How to Serve a Robots.txt File in Next.js App Router
How To Serve a robots.txt file in Next.js App Router
In this guide, we'll walk through the simple steps required to serve a robots.txt
file using a serverless function in Next.js's App Router. This task is straightforward, and we aim to keep it that way.
Step-by-Step Guide
Create the route handler for the robots.txt
file
mkdir src/app/robots.txt
touch src/app/robots.txt/route.ts
Then, create a serverless function in your Next.js application.
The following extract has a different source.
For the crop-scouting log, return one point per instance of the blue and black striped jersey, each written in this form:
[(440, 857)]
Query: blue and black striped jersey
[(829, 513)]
This function will return the robots.txt
content.
Here's a basic example:
export async function GET() {
const robotstxt = `User-agent: *\nSitemap: https://www.yoursite.com/sitemap.xml\nDisallow: /api/`;
return new Response(robotstxt, {
status: 200,
headers: {
"content-type": "text/plain; charset=utf-8",
"cache-control": "s-maxage=31556952",
},
});
}
You may not have a sitemap for your site, but if you do, don't forget to replace the https://www.yoursite.com/sitemap.xml
with your actual sitemap URL.
Understanding the robots.txt File
A robots.txt
file instructs web crawlers about pages or sections of your site that should not be processed or indexed. This allows you to control the search engine's access to your site and ensure that only relevant content is made searchable.